Os Estados Unidos são o terceiro maior produtor mundial de petróleo, mas importam 60% do que consomem. A maior parte do petróleo importado é oriunda do Oriente Médio, especialmente da Arábia Saudita. Até outro dia, essa parceria com os árabes serviu não apenas aos interesses comerciais dos Estados Unidos. Depois de diversas negociações tocadas a partir de Washington, o dinheiro saudita e o empenho pessoal de um árabe chamado Osama bin Laden conseguiram a expulsão dos russos do Afeganistão. Ocorre que a parceria do passado já não mantém a mesma qualidade. Ao mesmo tempo que os governantes da Arábia Saudita se declaram empenhados no combate ao terrorismo, eles não conseguem desfazer a rede de interesses que financia os islamitas mais radicais, inclusive a Al Qaeda de Laden. Daí por que os Estados Unidos agora se fiam no velho adversário russo para vencer o novo inimigo: o medo de uma eventual crise de abastecimento de petróleo. Era sobre esse assunto que os americanos queriam ouvir Putin falar. E ele falou.

Durante uma palestra feita a empresários, Putin disse que a Rússia está preparada para aumentar a exportação de petróleo para os Estados Unidos e convidou os americanos a intensificar os investimentos em seu país. Dezenas de empresas americanas já atuam no setor de energia na Rússia. Putin quer mais. A Sibéria é vista como a terra das oportunidades para companhias mastodônticas como British Petroleum. A Rússia é o segundo maior exportador e produtor de petróleo do mundo. Acredita-se que essa produção possa aumentar muito. Na comparação com o ano passado, fala-se que o número de barris em 2001 deva ser 8% maior. O petróleo é hoje o principal item da pauta de exportações, representando uma receita anual de 48 bilhões de dólares. Moscou acredita que esse número possa subir 20% caso a captação de investimentos seja bem-sucedida. Os primeiros resultados foram positivos. A viagem recebeu elogios dos especialistas e dos críticos mais ácidos. E uma das empresas que investem na região, a ExxonMobil, anunciou que vai refazer seu planejamento. Fala em desembolsar não mais 600 milhões de dólares, mas 4 bilhões.

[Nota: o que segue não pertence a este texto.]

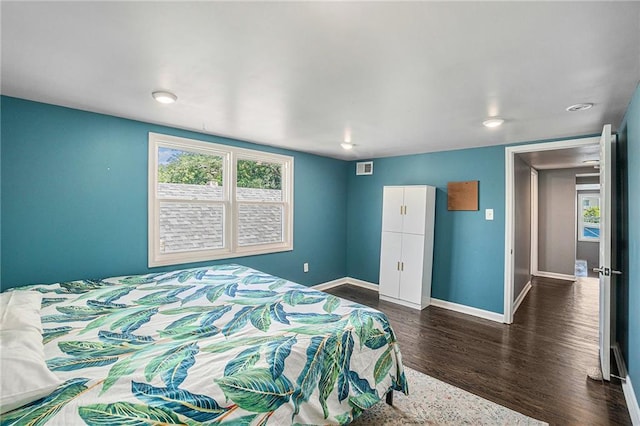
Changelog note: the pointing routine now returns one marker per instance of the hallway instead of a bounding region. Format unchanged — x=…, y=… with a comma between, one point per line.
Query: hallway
x=538, y=365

Putin, o novo rei do petróleo, é um especialista das relações internacionais. Na função de agente secreto, viveu um bom tempo na ocasião da Guerra Fria na então Alemanha Oriental. Conheceu como poucos os pormenores da escassez provocada pelo comunismo no Leste Europeu e a eficiência econômica de países do porte de França e Alemanha. Quando voltou a sua terra natal, elegeu-se deputado e ajudou a captar investimentos. Está utilizando sua experiência para modernizar a Rússia. Quer dotá-la de boas escolas, indústrias competitivas e instituições legais. "É claro que Putin sabe que o futuro da Rússia está no oeste, porque aqui está a fonte da tecnologia e da inspiração", afirma Colin Powell, secretário de Estado americano.

Na Rússia, já é possível sentir a mão do líder. A Moscou de hoje se parece com outras cidades cosmopolitas. Experimentar pratos chiques em restaurantes e encontrar vestidos suntuosos em butiques francesas tornaram-se hábitos comuns para a população mais abastada. Há certamente muitos problemas a ser resolvidos. A máfia russa age impunemente, 50 milhões de pessoas vivem abaixo da linha da pobreza, o interior é pouco desenvolvido e a ação nada ponderada do Exército contra os rebeldes separatistas chechenos atinge sua reputação. Se isso não bastasse, a oposição acusa o presidente de ser condescendente com os interesses dos capitalistas desenvolvidos. Esquecem-se, no entanto, de que Putin está jogando com as cartas que têm. O poderio bélico da Rússia e sua influência na região servem para atrair dinheiro de fora, única forma de melhorar a vida de seu povo.